Repo und Kreditvertrag, "Geld"

tar ⌂, Gehinnom, Sonntag, 14.08.2022, 02:20 (vor 622 Tagen) @ Ashitaka2102 Views

Ahoi,

Ja klar. Streng genommen (grundsätzlich) erwirbt die Zentralbank aber keine Wertpapiere (Staatsanleihen), sondern nimmt die Titel über die Laufzeit des Refinanzierungsgeschäfts (Repo-Geschäfts) nur als "notenbankfähige Sicherheit" in ihren Pfandpool rein. That's it.

Dieses Prozedere gleicht dann dem Kreditvertrag bei einer Geschäftsbank. Da befindet sich die Sicherheit (bspw. die eingetragene Grundschuld) auch innerhalb der aktivierten Forderung der Geschäftsbank ggü. ihrem Schuldner, wird aber selbst nicht aktiviert. Sie bildet stets nur ein potentielles Vermögenseingriffsrecht beim Kreditausfall. Das wundert mich hier jedoch, da somit eben nicht explizit ein Kaufgeschäft (inkl. terminierten Rückkauf), sondern, wie Beo2 anmerkte, ein reines Kreditgeschäft (mit üblichem Termin) stattfindet. Hier scheint es folglich an sich erstmal keinen Unterschied zu geben, außer dass die Haftungsmasse des Schuldners auf das konkrete Wertpapier selbst begrenzt ist. Kann man das so vereinfacht darstellen?

Sie aktiviert in ihrer Bilanz deshalb auch keine Wertpapiere (Staatsanleihen), sondern die Forderungen aus den Rückkaufvereinbarungen mit den Geschäftsbanken (EZB-Aktiva-Bilanzposition 5: Forderungen gg. Kreditinstitute). Demgegenüber passiviert sie ihre Verpflichtung zur Bereitstellung des Zentralbankguthabens (EZB-Passiva-Bilanzposition 2: Verbindlichkeiten gg. Kreditinstitute).
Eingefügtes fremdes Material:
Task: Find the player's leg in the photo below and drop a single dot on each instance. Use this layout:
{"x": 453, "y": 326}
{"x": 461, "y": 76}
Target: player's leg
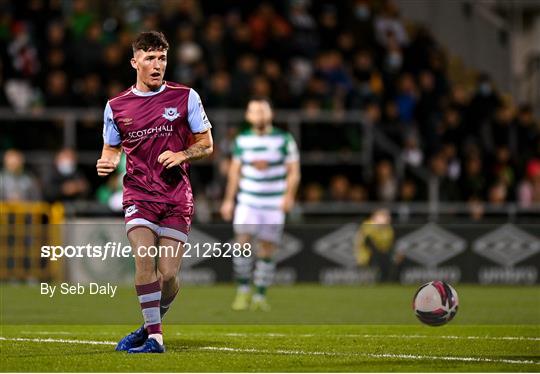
{"x": 173, "y": 233}
{"x": 269, "y": 234}
{"x": 142, "y": 235}
{"x": 168, "y": 267}
{"x": 242, "y": 269}
{"x": 264, "y": 274}
{"x": 244, "y": 227}
{"x": 148, "y": 288}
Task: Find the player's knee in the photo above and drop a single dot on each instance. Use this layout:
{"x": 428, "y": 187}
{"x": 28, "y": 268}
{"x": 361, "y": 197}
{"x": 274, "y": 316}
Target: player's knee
{"x": 266, "y": 249}
{"x": 169, "y": 275}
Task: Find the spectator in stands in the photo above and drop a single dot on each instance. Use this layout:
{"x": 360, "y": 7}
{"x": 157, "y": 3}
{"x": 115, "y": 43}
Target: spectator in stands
{"x": 219, "y": 92}
{"x": 529, "y": 188}
{"x": 313, "y": 192}
{"x": 411, "y": 155}
{"x": 57, "y": 93}
{"x": 389, "y": 24}
{"x": 339, "y": 188}
{"x": 16, "y": 184}
{"x": 305, "y": 38}
{"x": 408, "y": 191}
{"x": 498, "y": 193}
{"x": 447, "y": 190}
{"x": 358, "y": 194}
{"x": 473, "y": 181}
{"x": 527, "y": 140}
{"x": 66, "y": 183}
{"x": 373, "y": 243}
{"x": 484, "y": 103}
{"x": 360, "y": 21}
{"x": 368, "y": 84}
{"x": 385, "y": 186}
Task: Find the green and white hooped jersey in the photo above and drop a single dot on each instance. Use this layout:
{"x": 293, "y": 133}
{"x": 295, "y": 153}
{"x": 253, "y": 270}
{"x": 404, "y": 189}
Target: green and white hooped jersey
{"x": 263, "y": 176}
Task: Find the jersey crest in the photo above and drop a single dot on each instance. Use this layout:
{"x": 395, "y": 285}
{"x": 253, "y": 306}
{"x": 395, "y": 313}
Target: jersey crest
{"x": 171, "y": 114}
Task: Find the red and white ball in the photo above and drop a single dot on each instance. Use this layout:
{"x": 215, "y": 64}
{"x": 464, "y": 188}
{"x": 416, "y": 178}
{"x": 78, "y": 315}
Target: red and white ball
{"x": 435, "y": 303}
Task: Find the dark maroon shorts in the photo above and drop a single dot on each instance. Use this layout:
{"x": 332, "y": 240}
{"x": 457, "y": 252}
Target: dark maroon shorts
{"x": 165, "y": 220}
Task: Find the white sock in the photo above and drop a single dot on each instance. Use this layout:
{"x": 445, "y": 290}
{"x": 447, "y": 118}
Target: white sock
{"x": 158, "y": 337}
{"x": 244, "y": 288}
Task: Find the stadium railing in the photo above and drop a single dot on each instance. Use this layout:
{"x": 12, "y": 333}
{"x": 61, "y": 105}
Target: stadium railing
{"x": 24, "y": 228}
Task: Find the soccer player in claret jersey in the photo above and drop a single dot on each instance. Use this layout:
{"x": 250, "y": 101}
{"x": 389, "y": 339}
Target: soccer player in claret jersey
{"x": 263, "y": 176}
{"x": 161, "y": 126}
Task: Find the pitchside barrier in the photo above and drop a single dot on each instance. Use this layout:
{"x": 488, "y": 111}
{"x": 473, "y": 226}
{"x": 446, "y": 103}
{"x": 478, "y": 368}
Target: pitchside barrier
{"x": 24, "y": 228}
{"x": 324, "y": 253}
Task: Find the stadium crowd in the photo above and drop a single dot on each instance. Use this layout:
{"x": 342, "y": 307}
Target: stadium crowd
{"x": 310, "y": 55}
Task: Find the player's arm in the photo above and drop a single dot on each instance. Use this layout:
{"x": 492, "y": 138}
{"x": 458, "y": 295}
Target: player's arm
{"x": 112, "y": 149}
{"x": 293, "y": 174}
{"x": 233, "y": 180}
{"x": 110, "y": 157}
{"x": 203, "y": 145}
{"x": 293, "y": 180}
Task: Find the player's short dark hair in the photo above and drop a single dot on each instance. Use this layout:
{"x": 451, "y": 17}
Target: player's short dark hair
{"x": 150, "y": 41}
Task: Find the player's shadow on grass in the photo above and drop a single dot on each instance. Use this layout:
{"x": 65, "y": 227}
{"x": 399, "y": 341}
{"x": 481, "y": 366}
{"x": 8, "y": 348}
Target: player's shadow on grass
{"x": 182, "y": 345}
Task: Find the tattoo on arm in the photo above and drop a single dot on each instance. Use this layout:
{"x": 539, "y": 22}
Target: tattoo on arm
{"x": 197, "y": 151}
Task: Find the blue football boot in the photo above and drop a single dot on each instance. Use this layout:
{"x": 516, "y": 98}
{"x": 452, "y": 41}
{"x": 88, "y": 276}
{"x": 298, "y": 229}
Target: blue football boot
{"x": 133, "y": 340}
{"x": 151, "y": 345}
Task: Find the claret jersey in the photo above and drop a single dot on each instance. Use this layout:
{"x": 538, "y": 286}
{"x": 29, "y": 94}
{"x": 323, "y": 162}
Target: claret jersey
{"x": 147, "y": 124}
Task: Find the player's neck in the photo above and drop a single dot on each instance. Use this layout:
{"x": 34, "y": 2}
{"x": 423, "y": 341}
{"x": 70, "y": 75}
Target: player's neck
{"x": 141, "y": 87}
{"x": 264, "y": 131}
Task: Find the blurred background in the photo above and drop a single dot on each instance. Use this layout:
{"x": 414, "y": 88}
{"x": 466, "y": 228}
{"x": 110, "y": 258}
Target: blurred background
{"x": 428, "y": 108}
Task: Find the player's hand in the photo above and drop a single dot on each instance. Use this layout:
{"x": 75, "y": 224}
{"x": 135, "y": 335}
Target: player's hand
{"x": 105, "y": 167}
{"x": 170, "y": 159}
{"x": 226, "y": 210}
{"x": 287, "y": 204}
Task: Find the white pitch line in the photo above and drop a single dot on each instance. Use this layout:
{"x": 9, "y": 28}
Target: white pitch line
{"x": 51, "y": 340}
{"x": 47, "y": 332}
{"x": 372, "y": 355}
{"x": 296, "y": 352}
{"x": 376, "y": 336}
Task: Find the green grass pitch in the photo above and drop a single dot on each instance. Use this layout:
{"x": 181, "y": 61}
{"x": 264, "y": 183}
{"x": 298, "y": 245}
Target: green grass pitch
{"x": 310, "y": 329}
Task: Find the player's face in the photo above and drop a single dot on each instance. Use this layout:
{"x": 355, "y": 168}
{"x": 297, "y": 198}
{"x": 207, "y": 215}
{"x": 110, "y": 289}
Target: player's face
{"x": 259, "y": 114}
{"x": 150, "y": 67}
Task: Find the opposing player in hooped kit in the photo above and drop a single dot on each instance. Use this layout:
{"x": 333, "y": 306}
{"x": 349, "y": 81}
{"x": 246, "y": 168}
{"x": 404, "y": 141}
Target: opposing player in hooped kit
{"x": 161, "y": 126}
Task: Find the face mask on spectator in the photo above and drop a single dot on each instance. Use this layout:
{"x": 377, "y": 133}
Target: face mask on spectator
{"x": 485, "y": 88}
{"x": 395, "y": 60}
{"x": 362, "y": 12}
{"x": 65, "y": 167}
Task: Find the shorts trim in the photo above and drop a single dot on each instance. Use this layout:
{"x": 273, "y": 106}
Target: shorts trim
{"x": 141, "y": 222}
{"x": 167, "y": 232}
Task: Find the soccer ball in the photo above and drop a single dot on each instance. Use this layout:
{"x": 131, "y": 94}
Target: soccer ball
{"x": 435, "y": 303}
Aus letzterer Passivierung wird übrigens deutlich, dass das Geld systematisch von Anfang an ein von Laufzeiten abhängiges Passivum darstellt.

Das ist zwar richtig, aber nur halbseitig erklärt, denn dieses Passivum (bei der ZB) ist gleichzeitig ein Aktivum (bei einer GB, einem Privaten oder einer öffentlichen Stelle).

Ich verstehe fixierte Nominalforderungen, die allgemein umlauffähig sind, als "Geld". Das impliziert natürlich per se eine Verschuldung (und damit Termine und Laufzeiten). Das tue ich aus dem Grunde, weil grundsätzlich aus jedem Kauf (und natürlich auch Kredit) eine fixierte Nominalforderung hervorgeht, die mindestens zur Schuldenbegleichung (also zur Zahlung) gegenüber demjenigen dient, gegen den sich diese Nominalforderung richtet. Dokumentiert man diese Forderung kann man diese folglich mindestens an jene zur Schuldbegleichung (Zahlung) weiterreichen, die Schuldner desjenigen sind, gegen den sich diese Forderung richtet. Damit diese Nominalforderung nun allgemein umlauffähig (kurant) wird, bedarf es weiterer Haftungskriterien (weitere Haftende/Bürgen, Sicherheiten/Sicherungen). Je nachdem, wie "gut" diese sind (also möglichst ausfallsicher, hinreichend wertstabil, vollstreckbar), so "gut" ist dann auch diese Nominalforderung, sprich: das "Geld". Im Detail dazu nochmal, was eine Nominalforderung zu einem Zahlungsmittel macht (auch die Antworten von BillHicks und MM).

Dieses Prozedere findet seit den allerersten Privatbanken in der Antike Anwendung und lässt einen klaren abgrenzbaren Begriff von "Geld" zu: etwas zur Tilgung Gültiges. Damit sind alle Guthaben inbegriffen, bspw. auch jene bei Paypal, aber vor allem sämtliche Zentralbank- und Geschäftsbankenguthaben, usw. Ferner lässt es sich vom Zahlungsmittel (dem in der Nominalforderung eigentlich Gefordertem - dies führt zur Crux der "Geldhierarchie") abgrenzen, ist aber selbst natürlich auch Zahlungsmittel. Es lässt sich auch von der Abgabe trennen, die gefordert wird. Es ist gänzlich ent-ding-licht und legt damit schlagartig den Fokus auf das Vermögenseingriffsrecht, das hinter jedem Guthaben und Geldschein steht.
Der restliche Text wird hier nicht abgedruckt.